Liquidität ist für die Bank aktuell kein Problem. Das kann sich, wie auch bei Lehman, mittelfristig ändern. Aus heutiger Sicht ist Liquidität jedoch nicht das Problem. Vielmehr ist es das Kapital. Die Deutsche Bank weist zwar mehr als 60 Mrd. Eigenkapital aus, doch dies entspricht lediglich einer harten Kernkapitalquote von 10,8 %. Bis 2018 soll diese Quote auf 12,5 % steigen. Da die Bank kaum Gewinne schreibt und nun auch noch ein hohe Geldstrafe droht, dürfte die Quote zunächst sinken und nicht steigen.

Die US-Strafe wird aller Voraussicht nach "nur" 5,4 Mrd. Dollar betragen und nicht 14 Mrd., doch auch das wird die Bilanz belasten und die Kapitalposition schwächen. Die bisherigen Rückstellungen von 5,5 Mrd. Euro für Rechtsstreitigkeiten übersteigen zwar die Forderung aus den USA, doch die Rückstellungen werden dringend für die tausenden (!) anderen laufenden Prozesse gebraucht.

Die Deutsche Bank ist nicht gerade überkapitalisiert. Das allein reicht schon, um den Aktienkurs in die Knie zu zwingen. Aktionäre müssen eine Kapitalerhöhung befürchten, die die bestehende Anzahl an Aktien um bis zu ein Drittel verwässert. Das kann nur auf dem Kurs lasten. Gegen Wochenschluss vollzieht die DB Aktie einen Turnaround, weil die Strafe vermutlich deutlich geringer ausfällt, doch die Nachhaltigkeit muss sich erst noch beweisen. Die Kapitalquote ist in Ordnung, aber nicht hoch genug, um im Stressfall wirklich auszureichen. Das haben die letzten Tage gezeigt.
Geholfen hat sicherlich auch nicht das Gerücht, dass die Politik die DB nicht retten würde. Ob darüber überhaupt jemals gesprochen wurde, ist nicht klar. Sowohl Cryan als auch die Bundesregierungen dementieren Gespräche über eine Rettung durch den Staat. Das hat die Panik noch etwas angeheizt.
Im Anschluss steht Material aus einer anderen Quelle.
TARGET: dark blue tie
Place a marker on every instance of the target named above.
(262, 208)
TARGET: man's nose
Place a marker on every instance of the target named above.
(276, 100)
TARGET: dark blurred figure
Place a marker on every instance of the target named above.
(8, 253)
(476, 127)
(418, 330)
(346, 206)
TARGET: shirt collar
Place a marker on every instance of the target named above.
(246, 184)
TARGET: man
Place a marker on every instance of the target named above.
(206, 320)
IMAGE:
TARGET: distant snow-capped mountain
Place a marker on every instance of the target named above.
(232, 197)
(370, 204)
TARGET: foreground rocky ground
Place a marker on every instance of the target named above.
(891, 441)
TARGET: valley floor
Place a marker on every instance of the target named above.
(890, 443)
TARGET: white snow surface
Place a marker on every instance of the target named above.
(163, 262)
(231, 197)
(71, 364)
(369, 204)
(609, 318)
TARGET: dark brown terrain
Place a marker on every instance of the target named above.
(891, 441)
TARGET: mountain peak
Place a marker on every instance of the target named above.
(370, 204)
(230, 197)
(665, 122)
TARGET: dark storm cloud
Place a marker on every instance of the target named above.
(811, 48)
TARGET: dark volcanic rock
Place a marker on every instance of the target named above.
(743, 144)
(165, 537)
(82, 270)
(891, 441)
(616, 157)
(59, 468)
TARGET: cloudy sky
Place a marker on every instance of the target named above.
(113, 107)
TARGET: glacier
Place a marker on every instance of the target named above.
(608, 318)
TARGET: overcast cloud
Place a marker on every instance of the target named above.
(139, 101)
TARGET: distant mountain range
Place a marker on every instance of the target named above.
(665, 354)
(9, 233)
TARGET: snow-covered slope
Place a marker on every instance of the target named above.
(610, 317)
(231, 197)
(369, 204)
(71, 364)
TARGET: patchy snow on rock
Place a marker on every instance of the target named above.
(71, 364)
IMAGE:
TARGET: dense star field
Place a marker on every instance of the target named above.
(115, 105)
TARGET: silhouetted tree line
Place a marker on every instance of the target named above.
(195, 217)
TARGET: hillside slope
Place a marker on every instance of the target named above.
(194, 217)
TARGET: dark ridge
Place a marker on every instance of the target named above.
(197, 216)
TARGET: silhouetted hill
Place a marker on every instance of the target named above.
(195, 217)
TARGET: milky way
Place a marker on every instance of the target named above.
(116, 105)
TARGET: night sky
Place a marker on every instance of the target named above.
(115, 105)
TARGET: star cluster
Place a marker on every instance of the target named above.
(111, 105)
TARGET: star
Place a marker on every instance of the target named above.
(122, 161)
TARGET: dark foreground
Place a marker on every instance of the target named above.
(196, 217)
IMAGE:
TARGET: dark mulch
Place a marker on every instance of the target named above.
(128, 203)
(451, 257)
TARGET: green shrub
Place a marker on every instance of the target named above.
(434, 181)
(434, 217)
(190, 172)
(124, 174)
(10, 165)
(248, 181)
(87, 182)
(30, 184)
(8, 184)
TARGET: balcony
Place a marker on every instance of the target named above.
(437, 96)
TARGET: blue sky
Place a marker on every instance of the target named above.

Die Politik sagt zwar immer, sie werde nie wieder Bankenrettungen veranstalten, doch wenn es hart auf hart kommt, erwartet ja doch jeder, dass die Politik weich wird.
Aktionäre fragten sich in den letzten Tagen zweifellos, ob ein Politik-Put für Banken (ähnlich dem Zentralbank Put für den Markt im Allgemeinen) nun existiert oder nicht. Persönlich habe ich daran keine Zweifel. Wenn es in Deutschland und für das Weltfinanzsystem so etwas wie "too big to fail" gibt, dann wohl die Deutsche Bank. Sie darf nicht plötzlich aufhören zu funktionieren. Die Vernetzung ist zu groß.

Die zweite Grafik zeigt, dass auch die DB ihre Bilanz seit 2008 verkleinert hat, doch mit 1,8 Billionen Euro ist die Bilanzsumme ein echtes Schwergewicht. Eine solche Bank rettet man nicht mit 5 Mrd. Euro. Die Deutsche Bank hat die Bilanz zwar verkleinert, doch im Vergleich zu anderen Großbanken ist der Fortschritt seit 2008 mäßig. Die DB ist heute in etwa so stark gehebelt wie Lehman nur wenige Quartale vor dem Bankrott. Die Restrukturierung geht einfach zu schleppend voran.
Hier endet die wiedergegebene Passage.